Among the many disastrous events that can happen to your home or business, a fire is one that scores high on that list. Floods from faulty dams, broken pipes, hurricanes, and melting snow contribute to a different type of damage, a kind of damage that later develops into mold if left unfixed. Many soon realize that the fire itself might cause less damage than the smoke damage. Unless the fire engulfed the whole house in flames, the fire usually attacks one area until it is put out. The smoke, however, travels to other areas of the house quickly and causes untold damage to all of your belongings.
After you have been given the okay to go into your home, then the first thing you will want to do is get proper ventilation by opening up all of the windows or turning on some fans or the air conditioner. Head to the kitchen and inspect your food. Anything that was left out in the open, such as fruits in a basket on your counter or a pot of cooked food on the stove, will need to be thrown away because it will most likely be contaminated.
When it comes to soot, do not ever wipe it. Although it may not appear so, soot is actually oily and can cause further damage to your belongings. Soot should be vacuumed up carefully. A restoration team’s assistance might come in handy when cleaning up soot because they will have industrial strength, heavy duty vacuums made especially for this kind of job.
In regards to your clothing, upholstery, or other cloth covered items, you have a few choices. It can either be vacuumed up or taken to a dry cleaner that is certified and specializes in restoring items from fire and smoke damage. You can also wash the garments yourself after vacuuming the soot, but if there are any particles that were not sucked up, then you run the risk of damaging your goods even more.

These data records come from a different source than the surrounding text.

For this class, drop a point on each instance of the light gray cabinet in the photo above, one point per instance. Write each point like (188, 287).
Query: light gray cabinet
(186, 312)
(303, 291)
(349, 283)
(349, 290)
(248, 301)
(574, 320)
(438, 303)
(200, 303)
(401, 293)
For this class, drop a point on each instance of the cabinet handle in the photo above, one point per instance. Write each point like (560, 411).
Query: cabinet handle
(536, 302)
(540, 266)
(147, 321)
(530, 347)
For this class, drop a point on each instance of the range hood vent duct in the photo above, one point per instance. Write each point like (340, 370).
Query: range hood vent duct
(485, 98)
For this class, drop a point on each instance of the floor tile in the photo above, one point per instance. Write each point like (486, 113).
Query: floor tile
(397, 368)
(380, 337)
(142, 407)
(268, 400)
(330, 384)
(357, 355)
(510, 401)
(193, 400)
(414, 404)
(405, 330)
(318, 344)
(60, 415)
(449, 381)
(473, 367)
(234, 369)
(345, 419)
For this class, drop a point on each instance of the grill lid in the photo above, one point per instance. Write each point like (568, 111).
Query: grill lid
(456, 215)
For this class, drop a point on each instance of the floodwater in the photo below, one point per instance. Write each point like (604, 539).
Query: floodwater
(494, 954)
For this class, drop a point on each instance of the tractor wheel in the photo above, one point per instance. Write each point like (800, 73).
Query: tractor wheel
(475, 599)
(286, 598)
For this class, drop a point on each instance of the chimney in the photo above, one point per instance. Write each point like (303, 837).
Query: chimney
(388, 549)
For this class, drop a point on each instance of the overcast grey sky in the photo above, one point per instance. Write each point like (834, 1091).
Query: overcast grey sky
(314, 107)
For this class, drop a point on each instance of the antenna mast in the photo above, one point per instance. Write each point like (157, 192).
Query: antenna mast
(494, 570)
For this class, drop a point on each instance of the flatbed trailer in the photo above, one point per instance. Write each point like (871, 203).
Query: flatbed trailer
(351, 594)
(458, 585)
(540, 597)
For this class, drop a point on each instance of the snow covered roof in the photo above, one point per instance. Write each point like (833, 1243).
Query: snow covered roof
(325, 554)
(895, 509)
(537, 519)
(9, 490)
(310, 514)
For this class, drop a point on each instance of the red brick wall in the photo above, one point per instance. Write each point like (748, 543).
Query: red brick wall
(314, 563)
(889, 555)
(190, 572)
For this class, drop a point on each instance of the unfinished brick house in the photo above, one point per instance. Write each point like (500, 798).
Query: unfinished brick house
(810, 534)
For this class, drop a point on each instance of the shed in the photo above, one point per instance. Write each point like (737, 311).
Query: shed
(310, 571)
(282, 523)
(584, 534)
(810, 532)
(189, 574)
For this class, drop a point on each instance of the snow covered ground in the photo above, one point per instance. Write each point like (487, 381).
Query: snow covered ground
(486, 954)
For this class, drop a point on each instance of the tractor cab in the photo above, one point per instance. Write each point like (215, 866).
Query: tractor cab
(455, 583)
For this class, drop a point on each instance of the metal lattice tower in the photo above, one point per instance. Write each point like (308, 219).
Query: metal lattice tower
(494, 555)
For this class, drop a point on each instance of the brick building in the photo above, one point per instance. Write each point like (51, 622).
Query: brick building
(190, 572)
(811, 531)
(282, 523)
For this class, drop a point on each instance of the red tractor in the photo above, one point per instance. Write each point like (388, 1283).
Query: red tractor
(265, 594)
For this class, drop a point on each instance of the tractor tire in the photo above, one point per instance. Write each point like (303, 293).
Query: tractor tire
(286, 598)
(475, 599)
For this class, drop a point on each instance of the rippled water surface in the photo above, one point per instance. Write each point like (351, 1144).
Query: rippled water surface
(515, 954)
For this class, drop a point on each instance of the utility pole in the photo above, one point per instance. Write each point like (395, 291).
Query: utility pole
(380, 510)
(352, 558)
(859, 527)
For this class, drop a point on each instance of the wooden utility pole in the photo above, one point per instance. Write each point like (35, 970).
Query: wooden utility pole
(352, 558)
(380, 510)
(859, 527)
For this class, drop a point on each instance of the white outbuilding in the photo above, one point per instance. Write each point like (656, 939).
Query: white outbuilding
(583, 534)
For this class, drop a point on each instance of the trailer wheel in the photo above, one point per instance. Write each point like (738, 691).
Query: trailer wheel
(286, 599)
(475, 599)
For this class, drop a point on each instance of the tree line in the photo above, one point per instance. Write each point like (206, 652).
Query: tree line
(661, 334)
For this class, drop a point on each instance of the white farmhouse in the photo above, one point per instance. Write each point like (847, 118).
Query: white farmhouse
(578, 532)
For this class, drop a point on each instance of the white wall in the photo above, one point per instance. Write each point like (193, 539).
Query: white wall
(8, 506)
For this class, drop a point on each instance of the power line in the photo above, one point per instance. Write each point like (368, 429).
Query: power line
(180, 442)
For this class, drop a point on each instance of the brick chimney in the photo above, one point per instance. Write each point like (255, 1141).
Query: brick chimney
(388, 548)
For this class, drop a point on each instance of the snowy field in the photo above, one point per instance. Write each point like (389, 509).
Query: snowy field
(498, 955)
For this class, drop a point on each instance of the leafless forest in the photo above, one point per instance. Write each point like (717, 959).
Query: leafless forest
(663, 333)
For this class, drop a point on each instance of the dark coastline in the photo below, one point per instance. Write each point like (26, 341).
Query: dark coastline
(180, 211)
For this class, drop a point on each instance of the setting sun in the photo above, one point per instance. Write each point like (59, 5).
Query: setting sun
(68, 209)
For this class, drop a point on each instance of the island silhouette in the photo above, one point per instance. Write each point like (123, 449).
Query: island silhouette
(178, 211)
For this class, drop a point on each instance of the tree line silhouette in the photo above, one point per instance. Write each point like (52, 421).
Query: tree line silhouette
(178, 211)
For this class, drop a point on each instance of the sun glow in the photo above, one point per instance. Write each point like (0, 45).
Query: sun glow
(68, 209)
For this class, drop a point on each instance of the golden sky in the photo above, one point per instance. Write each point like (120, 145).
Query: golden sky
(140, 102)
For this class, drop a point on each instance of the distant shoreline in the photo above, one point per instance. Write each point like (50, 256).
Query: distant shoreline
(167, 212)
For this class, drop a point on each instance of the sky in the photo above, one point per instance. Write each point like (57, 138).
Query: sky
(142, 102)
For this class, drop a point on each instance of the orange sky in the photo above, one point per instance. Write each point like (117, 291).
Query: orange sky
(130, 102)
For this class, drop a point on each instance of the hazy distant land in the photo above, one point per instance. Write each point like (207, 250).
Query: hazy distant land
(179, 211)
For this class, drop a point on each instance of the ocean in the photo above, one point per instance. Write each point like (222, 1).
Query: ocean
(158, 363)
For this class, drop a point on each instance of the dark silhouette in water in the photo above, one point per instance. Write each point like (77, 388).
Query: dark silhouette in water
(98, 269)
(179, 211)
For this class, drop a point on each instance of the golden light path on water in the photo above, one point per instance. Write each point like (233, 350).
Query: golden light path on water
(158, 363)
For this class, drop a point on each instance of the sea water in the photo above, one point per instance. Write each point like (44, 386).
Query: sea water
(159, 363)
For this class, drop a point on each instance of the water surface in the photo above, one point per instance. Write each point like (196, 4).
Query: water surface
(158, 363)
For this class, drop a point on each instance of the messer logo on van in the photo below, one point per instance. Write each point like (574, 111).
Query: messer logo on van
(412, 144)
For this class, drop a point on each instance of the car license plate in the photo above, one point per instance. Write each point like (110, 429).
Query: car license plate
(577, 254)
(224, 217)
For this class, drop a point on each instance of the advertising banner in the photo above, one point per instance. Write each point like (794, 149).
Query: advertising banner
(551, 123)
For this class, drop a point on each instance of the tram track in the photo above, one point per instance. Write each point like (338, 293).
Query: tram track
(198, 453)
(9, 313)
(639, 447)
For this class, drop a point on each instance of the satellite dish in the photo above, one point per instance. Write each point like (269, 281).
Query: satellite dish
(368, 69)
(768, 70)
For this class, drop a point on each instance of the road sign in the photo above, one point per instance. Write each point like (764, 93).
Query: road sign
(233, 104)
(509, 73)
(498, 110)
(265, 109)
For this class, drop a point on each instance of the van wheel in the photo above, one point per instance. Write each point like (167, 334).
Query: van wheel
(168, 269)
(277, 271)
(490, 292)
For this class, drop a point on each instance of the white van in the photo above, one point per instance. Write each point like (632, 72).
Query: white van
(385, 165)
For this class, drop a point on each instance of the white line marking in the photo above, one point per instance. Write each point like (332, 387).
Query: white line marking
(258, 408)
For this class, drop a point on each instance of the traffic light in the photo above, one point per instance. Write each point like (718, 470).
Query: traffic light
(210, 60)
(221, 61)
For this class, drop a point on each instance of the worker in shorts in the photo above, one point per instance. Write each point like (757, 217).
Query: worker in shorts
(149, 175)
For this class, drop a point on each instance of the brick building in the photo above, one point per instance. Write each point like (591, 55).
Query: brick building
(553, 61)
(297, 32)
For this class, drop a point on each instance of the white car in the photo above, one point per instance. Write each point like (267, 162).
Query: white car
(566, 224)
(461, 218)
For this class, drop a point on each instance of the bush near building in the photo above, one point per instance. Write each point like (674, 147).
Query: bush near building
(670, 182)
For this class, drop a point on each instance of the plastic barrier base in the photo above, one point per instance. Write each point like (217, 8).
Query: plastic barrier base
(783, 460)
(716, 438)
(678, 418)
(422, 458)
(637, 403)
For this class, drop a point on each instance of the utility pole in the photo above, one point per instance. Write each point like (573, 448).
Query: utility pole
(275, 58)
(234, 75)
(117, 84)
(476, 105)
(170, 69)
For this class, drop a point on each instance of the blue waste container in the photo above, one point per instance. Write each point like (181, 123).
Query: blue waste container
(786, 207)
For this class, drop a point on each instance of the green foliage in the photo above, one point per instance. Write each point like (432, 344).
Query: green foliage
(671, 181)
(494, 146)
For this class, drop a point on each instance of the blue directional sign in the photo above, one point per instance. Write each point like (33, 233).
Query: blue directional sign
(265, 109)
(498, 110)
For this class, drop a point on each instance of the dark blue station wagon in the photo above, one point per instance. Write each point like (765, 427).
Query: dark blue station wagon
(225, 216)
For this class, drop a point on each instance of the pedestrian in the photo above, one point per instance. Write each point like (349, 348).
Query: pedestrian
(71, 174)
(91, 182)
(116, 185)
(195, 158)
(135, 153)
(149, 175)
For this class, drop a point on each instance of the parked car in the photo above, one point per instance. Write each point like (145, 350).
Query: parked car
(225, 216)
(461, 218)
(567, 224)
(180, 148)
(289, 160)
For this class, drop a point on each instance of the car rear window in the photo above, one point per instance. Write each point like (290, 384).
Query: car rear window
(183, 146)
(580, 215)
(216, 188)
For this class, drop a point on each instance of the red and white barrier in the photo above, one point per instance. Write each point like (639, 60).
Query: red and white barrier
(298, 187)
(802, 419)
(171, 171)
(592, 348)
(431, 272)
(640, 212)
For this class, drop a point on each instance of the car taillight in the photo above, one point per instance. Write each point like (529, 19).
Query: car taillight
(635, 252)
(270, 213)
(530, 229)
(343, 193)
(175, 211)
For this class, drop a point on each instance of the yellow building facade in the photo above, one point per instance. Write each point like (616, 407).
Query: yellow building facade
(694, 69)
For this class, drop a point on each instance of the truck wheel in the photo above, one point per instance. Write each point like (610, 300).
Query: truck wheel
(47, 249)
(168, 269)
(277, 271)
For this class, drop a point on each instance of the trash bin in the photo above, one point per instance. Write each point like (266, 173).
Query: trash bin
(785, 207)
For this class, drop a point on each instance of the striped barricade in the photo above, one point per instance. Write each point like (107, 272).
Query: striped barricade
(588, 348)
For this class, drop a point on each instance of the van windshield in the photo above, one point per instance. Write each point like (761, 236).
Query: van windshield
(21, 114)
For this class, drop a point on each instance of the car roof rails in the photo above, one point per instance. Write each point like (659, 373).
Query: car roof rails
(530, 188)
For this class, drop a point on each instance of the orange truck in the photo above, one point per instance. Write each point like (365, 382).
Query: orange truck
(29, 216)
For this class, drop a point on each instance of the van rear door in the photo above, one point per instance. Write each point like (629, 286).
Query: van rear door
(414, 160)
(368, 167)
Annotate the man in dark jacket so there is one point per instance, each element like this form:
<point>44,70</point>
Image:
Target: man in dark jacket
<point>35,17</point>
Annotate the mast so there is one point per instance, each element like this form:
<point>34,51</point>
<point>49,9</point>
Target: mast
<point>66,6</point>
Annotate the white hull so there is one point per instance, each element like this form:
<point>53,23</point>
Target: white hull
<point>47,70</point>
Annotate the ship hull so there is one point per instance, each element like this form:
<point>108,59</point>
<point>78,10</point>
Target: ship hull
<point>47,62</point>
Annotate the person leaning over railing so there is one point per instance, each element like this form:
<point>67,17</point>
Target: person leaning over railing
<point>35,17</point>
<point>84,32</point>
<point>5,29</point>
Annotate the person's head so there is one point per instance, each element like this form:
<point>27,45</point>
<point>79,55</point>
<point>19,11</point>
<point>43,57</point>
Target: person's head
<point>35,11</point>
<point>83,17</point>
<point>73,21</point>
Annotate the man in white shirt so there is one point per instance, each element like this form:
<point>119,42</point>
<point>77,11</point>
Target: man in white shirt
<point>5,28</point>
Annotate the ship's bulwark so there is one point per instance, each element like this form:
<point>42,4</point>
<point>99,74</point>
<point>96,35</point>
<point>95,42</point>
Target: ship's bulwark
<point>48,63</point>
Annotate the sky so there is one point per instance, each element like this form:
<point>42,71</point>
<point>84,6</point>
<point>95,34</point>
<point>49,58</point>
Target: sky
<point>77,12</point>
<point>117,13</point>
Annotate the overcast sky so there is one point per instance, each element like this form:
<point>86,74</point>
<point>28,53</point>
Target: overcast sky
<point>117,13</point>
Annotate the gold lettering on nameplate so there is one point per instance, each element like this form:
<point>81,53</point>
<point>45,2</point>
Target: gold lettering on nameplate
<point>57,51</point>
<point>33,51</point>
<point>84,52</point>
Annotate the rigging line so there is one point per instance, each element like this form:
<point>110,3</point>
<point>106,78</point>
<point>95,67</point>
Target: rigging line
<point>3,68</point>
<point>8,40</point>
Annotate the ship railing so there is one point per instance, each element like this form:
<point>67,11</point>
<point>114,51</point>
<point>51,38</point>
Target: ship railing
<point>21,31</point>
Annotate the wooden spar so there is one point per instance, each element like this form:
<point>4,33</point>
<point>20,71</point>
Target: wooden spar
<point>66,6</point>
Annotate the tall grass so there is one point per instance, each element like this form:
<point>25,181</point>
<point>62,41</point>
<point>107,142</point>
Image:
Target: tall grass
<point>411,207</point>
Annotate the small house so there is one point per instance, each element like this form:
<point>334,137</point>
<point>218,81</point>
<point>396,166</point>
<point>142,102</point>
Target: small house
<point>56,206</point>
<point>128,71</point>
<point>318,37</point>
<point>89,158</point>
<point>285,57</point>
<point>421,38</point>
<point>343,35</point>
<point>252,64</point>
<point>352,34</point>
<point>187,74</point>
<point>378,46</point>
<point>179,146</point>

To minimize the amount of soot in the air, tape cheesecloth, preferably damp, over the intake and outlet air registers. If the cheesecloth is dry, less soot will stick, and some might bounce off when you remove it from the outlets. Anything in your home that is made of porcelain, ceramic, or steel, such as your bathroom and kitchen fixtures, can be wiped down because the soot will not stick to that surface and cause further damage.